T Nation

Compound Row


#1

So I gave the compound row mentioned in the big lats article a go today and liked them very much.I could really feel it in my upper lats.Has anyone else been doing these or tried them.

http://www.tmuscle.com/free_online_article/sports_body_training_performance/big_lats


#2

Just started the routine. First time ive ever really had sore lats. haha i love it.


#3

Plan to incorporate it today into my lactate session - which it looks ideal for. Can't wait. Glad to hear it's doing the job for you chaps.


#4

If I ever saw somebody doing those in the gym I'd laugh my ass right off the bench.


#5

Why the hell would I do those when lat pull downs, pull overs and regular rows work just fine?

Further, this is a back exercise. If you are using any other cable other than the one used for lat pull downs then you are either extremely weak (and need to focus on more basic movements anyway) or you won't be accomplishing much in the way of growth.

I think I would find out first why you couldn't feel your "upper lats" before this exercise considering all of the better movements for that muscle group.

I understand this is the new fad, but trying to incorporate as many muscle groups as possible with every movement does NOT make them better especially when the goal is DEVELOPMENT as well as strength.


#6

I tried them yesterday out of interest. They just felt kind of... silly.


#7

How the hell are you supposed to work up to any kind of big weight on that exercise? Looks fine for warming up, though.


#8

I would use it only as a finisher personally. Works both mid back and lats and since it can mostly done for light weight doing a good rep out at the end of a workout with this exercise would be nice.


#9

i like lat pulldowns with the nuetral attatchment


#10

That looks like a good warm up exercise. It might help you get a good mind-muscle link before moving on to a compound movement. It doesn't look like you could use much load without falling forward though.


#11

Whats funny is that you have those who grumble when those who've built above-average back width use some lower back "play/oomph" to maintain the "groove" when trying to full contract the back muscles when pulling down a LOT of weight for reps - and then the same grumblers proceed to use a movement adding their lower back to the mix as a fuckin' PRIME MOVER - but to move a ridiculously light weight (considering the weight isn't pulling them forward when their feet aren't anchored.
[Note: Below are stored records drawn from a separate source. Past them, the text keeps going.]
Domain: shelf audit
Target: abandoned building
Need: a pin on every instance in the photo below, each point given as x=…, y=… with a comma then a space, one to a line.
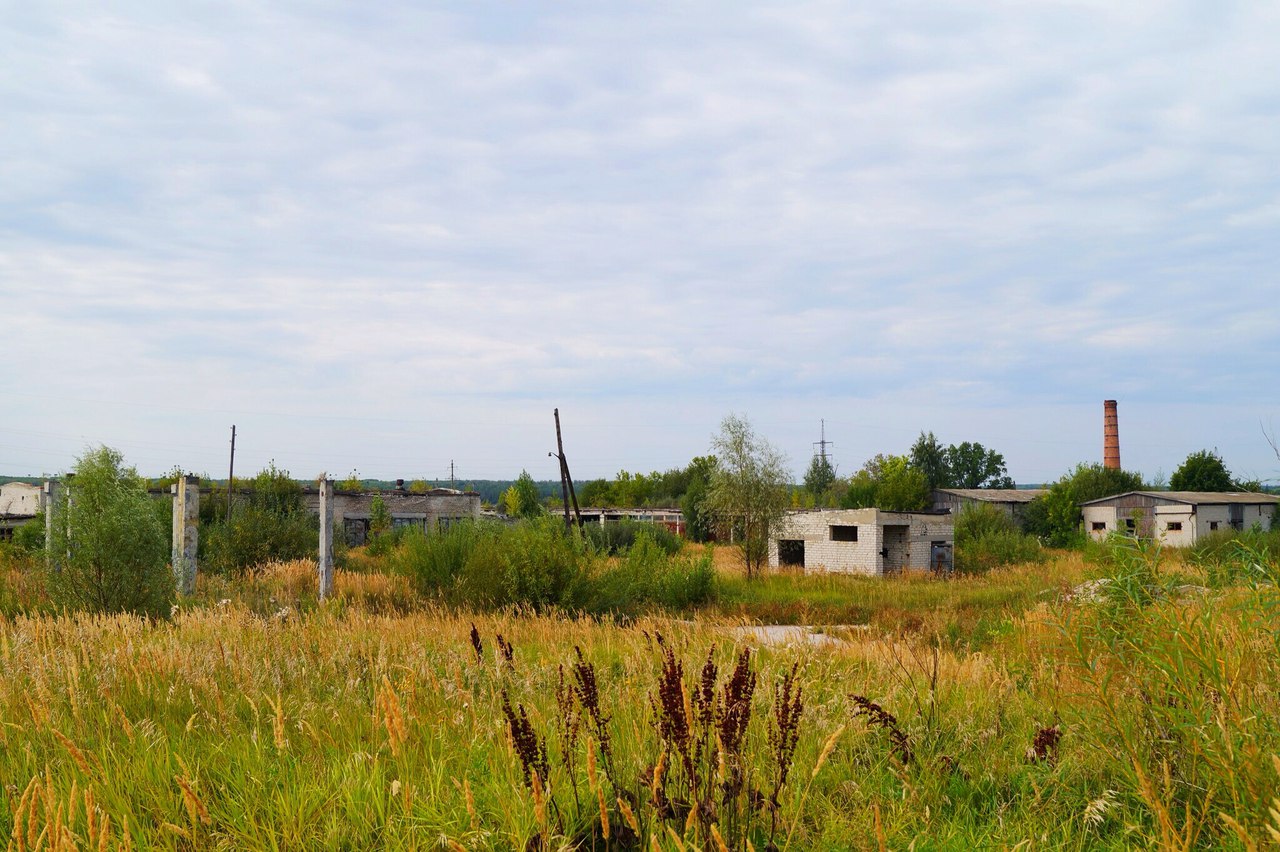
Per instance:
x=672, y=520
x=19, y=503
x=863, y=541
x=1176, y=518
x=434, y=509
x=1009, y=500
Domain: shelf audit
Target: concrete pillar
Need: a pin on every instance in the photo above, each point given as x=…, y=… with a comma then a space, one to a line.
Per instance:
x=325, y=562
x=186, y=532
x=50, y=497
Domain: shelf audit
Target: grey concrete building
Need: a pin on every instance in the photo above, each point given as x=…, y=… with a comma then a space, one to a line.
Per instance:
x=432, y=509
x=863, y=541
x=1009, y=500
x=19, y=503
x=1176, y=518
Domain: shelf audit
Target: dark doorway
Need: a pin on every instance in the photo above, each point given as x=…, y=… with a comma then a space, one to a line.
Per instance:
x=791, y=553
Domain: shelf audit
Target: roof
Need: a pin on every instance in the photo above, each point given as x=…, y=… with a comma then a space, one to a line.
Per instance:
x=1198, y=498
x=996, y=495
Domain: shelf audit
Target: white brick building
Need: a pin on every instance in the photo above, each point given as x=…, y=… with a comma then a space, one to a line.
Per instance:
x=863, y=541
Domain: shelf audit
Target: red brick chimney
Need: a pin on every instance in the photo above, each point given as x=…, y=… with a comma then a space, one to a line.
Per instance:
x=1110, y=435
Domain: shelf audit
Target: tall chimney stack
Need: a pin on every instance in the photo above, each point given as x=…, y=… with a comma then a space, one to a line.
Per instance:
x=1110, y=435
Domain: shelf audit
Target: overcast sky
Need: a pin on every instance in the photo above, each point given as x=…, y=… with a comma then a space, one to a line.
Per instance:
x=388, y=236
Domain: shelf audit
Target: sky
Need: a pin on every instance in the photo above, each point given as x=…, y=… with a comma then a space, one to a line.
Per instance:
x=391, y=237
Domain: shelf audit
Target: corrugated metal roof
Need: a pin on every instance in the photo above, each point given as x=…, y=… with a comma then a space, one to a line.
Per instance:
x=996, y=495
x=1198, y=498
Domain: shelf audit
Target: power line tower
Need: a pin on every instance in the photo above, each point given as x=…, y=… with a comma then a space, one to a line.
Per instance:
x=821, y=445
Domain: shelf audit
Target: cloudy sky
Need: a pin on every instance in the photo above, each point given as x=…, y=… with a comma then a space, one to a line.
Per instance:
x=388, y=236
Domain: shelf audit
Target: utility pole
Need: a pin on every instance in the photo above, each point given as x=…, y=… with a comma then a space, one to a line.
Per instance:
x=231, y=476
x=567, y=490
x=822, y=444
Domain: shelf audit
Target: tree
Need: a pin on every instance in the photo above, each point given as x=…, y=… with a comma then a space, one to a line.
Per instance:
x=929, y=457
x=819, y=476
x=699, y=522
x=748, y=490
x=1202, y=471
x=973, y=466
x=888, y=482
x=110, y=541
x=1055, y=516
x=901, y=488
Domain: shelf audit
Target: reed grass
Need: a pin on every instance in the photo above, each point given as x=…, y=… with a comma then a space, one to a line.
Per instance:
x=259, y=719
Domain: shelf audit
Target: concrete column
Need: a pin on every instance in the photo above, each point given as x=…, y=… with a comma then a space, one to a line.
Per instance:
x=186, y=532
x=325, y=562
x=50, y=497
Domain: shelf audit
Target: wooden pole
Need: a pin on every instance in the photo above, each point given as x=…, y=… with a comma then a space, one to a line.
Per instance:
x=566, y=480
x=231, y=476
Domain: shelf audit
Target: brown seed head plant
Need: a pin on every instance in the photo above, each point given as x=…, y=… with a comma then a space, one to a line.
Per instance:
x=784, y=734
x=877, y=715
x=524, y=740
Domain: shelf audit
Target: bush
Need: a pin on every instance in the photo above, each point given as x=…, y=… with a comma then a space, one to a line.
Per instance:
x=987, y=537
x=540, y=564
x=1228, y=557
x=272, y=526
x=110, y=541
x=618, y=537
x=255, y=536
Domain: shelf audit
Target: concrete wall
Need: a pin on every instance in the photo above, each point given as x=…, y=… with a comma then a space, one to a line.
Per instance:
x=1197, y=521
x=905, y=536
x=432, y=511
x=19, y=499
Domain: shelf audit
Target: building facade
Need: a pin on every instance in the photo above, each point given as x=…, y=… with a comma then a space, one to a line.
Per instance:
x=434, y=509
x=19, y=503
x=1008, y=500
x=863, y=541
x=1176, y=518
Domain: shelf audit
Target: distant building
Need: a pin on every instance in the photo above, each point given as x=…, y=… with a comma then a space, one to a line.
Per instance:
x=863, y=541
x=1013, y=502
x=434, y=509
x=671, y=518
x=1176, y=518
x=19, y=503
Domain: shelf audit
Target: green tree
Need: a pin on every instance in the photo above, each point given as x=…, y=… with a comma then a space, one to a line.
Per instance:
x=819, y=476
x=1055, y=516
x=110, y=541
x=901, y=488
x=273, y=525
x=929, y=457
x=888, y=482
x=1202, y=471
x=699, y=522
x=748, y=490
x=973, y=466
x=521, y=499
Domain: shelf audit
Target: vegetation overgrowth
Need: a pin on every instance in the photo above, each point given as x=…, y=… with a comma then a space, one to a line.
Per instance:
x=1123, y=701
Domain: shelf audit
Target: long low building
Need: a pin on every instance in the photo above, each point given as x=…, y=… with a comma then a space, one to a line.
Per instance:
x=1176, y=518
x=863, y=541
x=428, y=511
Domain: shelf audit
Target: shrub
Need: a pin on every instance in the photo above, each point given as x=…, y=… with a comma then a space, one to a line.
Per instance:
x=272, y=526
x=613, y=539
x=987, y=537
x=540, y=564
x=110, y=541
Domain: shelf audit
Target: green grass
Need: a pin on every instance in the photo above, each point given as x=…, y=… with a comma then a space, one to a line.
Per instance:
x=273, y=722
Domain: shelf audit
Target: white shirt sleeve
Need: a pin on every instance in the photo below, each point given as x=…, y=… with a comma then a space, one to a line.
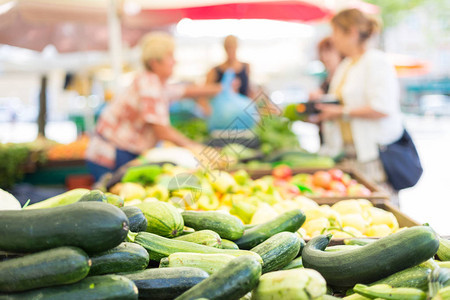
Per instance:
x=382, y=90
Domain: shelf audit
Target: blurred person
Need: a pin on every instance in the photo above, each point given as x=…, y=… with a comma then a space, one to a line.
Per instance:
x=366, y=85
x=241, y=84
x=139, y=118
x=330, y=58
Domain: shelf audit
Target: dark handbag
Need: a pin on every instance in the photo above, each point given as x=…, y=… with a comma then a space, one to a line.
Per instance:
x=401, y=162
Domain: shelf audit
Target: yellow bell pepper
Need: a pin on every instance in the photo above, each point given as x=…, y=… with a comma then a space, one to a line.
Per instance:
x=379, y=230
x=306, y=203
x=316, y=225
x=356, y=221
x=345, y=207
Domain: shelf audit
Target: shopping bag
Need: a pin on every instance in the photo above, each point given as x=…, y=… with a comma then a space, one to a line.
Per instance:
x=401, y=162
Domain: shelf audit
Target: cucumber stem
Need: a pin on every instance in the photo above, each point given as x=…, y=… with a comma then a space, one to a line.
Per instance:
x=131, y=236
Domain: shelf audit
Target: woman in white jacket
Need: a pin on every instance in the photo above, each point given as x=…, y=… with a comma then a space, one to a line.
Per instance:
x=366, y=85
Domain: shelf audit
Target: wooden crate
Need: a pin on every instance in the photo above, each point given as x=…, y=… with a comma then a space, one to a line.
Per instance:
x=403, y=220
x=377, y=192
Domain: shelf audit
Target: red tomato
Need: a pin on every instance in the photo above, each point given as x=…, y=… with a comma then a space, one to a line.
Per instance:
x=322, y=179
x=336, y=174
x=338, y=187
x=282, y=171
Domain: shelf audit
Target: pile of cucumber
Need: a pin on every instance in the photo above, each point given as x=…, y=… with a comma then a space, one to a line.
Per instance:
x=91, y=249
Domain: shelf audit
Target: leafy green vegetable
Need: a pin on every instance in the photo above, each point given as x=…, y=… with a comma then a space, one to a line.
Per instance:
x=12, y=160
x=275, y=134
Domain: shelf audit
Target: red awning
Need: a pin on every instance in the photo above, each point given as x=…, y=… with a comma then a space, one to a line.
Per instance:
x=82, y=25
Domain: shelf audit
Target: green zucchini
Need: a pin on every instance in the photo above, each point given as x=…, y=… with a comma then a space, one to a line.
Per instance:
x=414, y=277
x=159, y=247
x=444, y=249
x=443, y=294
x=126, y=257
x=387, y=292
x=294, y=264
x=4, y=255
x=92, y=226
x=165, y=283
x=290, y=284
x=47, y=268
x=233, y=281
x=94, y=195
x=114, y=199
x=226, y=244
x=359, y=241
x=66, y=198
x=341, y=248
x=111, y=287
x=202, y=237
x=138, y=222
x=227, y=226
x=209, y=263
x=372, y=262
x=163, y=218
x=443, y=264
x=289, y=221
x=278, y=250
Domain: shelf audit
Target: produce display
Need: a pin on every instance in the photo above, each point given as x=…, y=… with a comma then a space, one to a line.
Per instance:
x=254, y=201
x=84, y=249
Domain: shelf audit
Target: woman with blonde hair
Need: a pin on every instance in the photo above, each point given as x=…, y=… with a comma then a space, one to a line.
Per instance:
x=139, y=118
x=367, y=87
x=241, y=70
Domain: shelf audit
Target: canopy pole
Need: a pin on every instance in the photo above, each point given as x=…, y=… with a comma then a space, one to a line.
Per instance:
x=115, y=43
x=42, y=116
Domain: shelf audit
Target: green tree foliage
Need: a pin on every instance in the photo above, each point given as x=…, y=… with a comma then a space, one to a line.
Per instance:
x=392, y=11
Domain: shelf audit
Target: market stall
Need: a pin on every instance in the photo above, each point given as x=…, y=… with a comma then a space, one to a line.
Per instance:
x=239, y=210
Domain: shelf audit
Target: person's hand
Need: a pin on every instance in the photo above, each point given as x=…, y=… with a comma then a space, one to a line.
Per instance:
x=329, y=111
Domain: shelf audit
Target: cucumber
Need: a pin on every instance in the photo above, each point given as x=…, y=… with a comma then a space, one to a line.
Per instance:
x=126, y=257
x=66, y=198
x=114, y=199
x=226, y=244
x=111, y=287
x=163, y=218
x=47, y=268
x=233, y=281
x=372, y=262
x=159, y=247
x=136, y=218
x=289, y=221
x=165, y=283
x=294, y=264
x=278, y=251
x=444, y=249
x=202, y=237
x=91, y=226
x=227, y=226
x=386, y=292
x=94, y=195
x=414, y=277
x=209, y=263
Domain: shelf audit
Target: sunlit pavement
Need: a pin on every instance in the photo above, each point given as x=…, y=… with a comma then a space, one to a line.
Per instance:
x=427, y=202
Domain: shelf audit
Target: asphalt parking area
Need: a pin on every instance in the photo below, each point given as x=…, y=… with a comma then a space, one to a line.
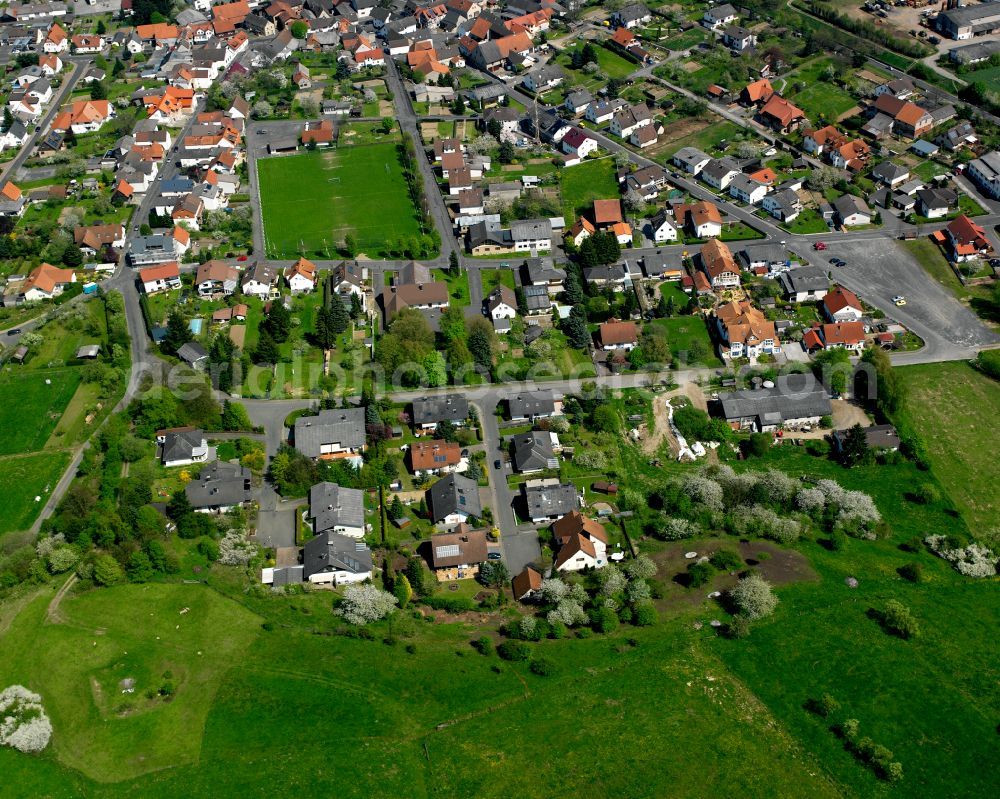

So we're supposed to do super-strict pulldowns with our backs welded at a 90 degree angle to the horizontal (usually with a little girl weight) but its okay to sway like a cypress tree when "compound rowing" the same little girl weight. Gotcha....

in any case, to the OP, I think the movement has merit if you anchor your feet and use a lifting belt. While consciously adding as many muscles to the mix as possible is questionable for developing a certain group - bringing in an auxiliary muscle group to cleverly "assist" the prime movers to ensure the prime movers contract under as much weight as possible is where its at.


#12

I tried it yesterday by incoporating it into a 6-exercise lactate circuit. Personally, I thought it was an excellent choice and to me activated greater overall muscle stimulus than, for example, a BB Row.


#13

The compound row appears to me like a regular pulldown movement (with a specific handle) just like you would do at the regular pulldown station, except you "lay back" during the contraction. I always thought this was a form of cheating, but I do see a lot of advanced lifters lean back during the contraction, so maybe I'll try it. But those two movements appear to be identical in form, as far as path of motion, angles etc. Am I wrong?

I also don't see how any significant weight can be used, performing the movement 'free-standing' as described.


#14

Check Nick T's demonstration in the article: you lean back (you have to or the weight would pull you forward). It's unlike a pulldown because you are standing several feet back from the pulley. Once your lower body is anchored in the desired position, it doesn't move and instead your upper body pivots. I find it stimulates upper back, as well lower back and abs because of the pivoting motion. So together with the natural stress on arms, as well as focussing on keeping the lower body tensed, I think it is a great compound exercise.


#15

That wouldn't be sufficient for above-bodyweight work and probably not bodyweight.

That fact wouldn't make it useless of course. But I'm having a hard time seeing it as likely to be superior to more common methods. It doesn't have enough promise (to me) for me to want to try it.


#16

Personally, I would go with a figure-4 leg lock, actually quite painful but I'm sure the lurking combat brethren will have issue with me (cheeky post cause I'm still reading the thread...)


#17

C'mon bro, you know this is more functional than just doing a row...............:wink:


#18

I think it looks like an exercise that would give you a headache with the postural changes in blood pressure with the silly bending movement involved.


#19

Ummm, if you want choices for an overall stimulus (not sure why we're talking about this in a bodybuilding forum), just go for a power/olympic lifting movement.


#20

Ok, done reading. Waste of time for building mass. Just do a seated row. If you want to train lower back, go do .................... (insert your favorite and more appropriate lower back exercise here).